The Company proposes to utilize the net proceeds of the Fresh Issue for (i) repayment or prepayment of working capital facilities availed by the Company;(ii) repayment of commercial papers issued by the Company; and(iii) general corporate purposes, subject to the applicable laws.
In terms of Rule 19(2)(b)(iii) of the Securities Contracts (Regulation) Rules, 1957, as amended (“SCRR”), the net Issue(Issue less the Employee Reservation Portion) shall be for at least 10% of the post-Issue paid-up equity share capital of the Company. The Issue is being made through the Book Building Process, in compliance with Regulation 26(1) of the Securities and Exchange Board of India (Issue of Capital and Disclosure Requirements) Regulations, 2009, as amended (the “SEBI ICDR Regulations”), wherein not more than 50% of the Net Issue shall be allocated on a proportionate basis to QIBs (“QIB Portion”), provided that the Company, in consultation with the BRLMs, may allocate up to 60% of the QIB Portion to Anchor Investors on a discretionary basis (“Anchor Investor Portion’’), at the Anchor Investor Allocation Price.

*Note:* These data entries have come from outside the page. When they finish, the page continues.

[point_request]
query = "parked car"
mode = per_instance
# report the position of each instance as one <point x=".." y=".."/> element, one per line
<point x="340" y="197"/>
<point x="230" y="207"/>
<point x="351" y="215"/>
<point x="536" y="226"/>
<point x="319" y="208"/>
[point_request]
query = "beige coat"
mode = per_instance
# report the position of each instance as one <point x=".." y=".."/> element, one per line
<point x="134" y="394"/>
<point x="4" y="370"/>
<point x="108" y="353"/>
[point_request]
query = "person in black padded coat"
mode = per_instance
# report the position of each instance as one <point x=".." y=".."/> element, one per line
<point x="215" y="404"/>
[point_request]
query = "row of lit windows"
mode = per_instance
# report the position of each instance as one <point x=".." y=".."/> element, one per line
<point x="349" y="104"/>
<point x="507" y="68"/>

At least one-third of the Anchor Investor Portion shall be reserved for domestic Mutual Funds, subject to valid Bids being received from domestic Mutual Funds at or above Anchor Investor Allocation Price. In the event of under-subscription, or non-allocation in the Anchor Investor Portion, the balance Equity Shares shall be added to the QIB Portion.
Further, 5% of the Net QIB Portion shall be available for allocation on a proportionate basis to Mutual Funds only, and the remainder of the Net QIB Portion shall be available for allocation on a proportionate basis to all QIB Bidders (other than Anchor Investors), including Mutual Funds, subject to valid Bids being received at or above the Issue Price. Not less than 15% of the Net Issue shall be available for allocation on a proportionate basis to Non-Institutional Bidders and not less than 35% of the Net Issue shall be available for allocation to Retail Individual Bidders in accordance with the SEBI ICDR Regulations, subject to valid Bids being received at or above the Issue Price.
All potential Bidders, other than Anchor Investors, shall only participate in the Issue through the Application Supported by Blocked Amount (“ASBA”) process providing details of their respective bank account which will be blocked by the Self Certified Syndicate Banks (“SCSBs”). Anchor Investors are not permitted to participate in the Issue through ASBA Process.
Kotak Mahindra Capital Company Limited, Axis Capital Limited and Credit Suisse Securities (India) Private Limited are the Book Running Lead Managers (“BRLMs”) to the Issue. The Registrar to the Issue is Karvy Computershare Private Limited.

The Equity Shares of Godrej Agrovet Limited is proposed to be listed on the National Stock Exchange of India and BSE Limited.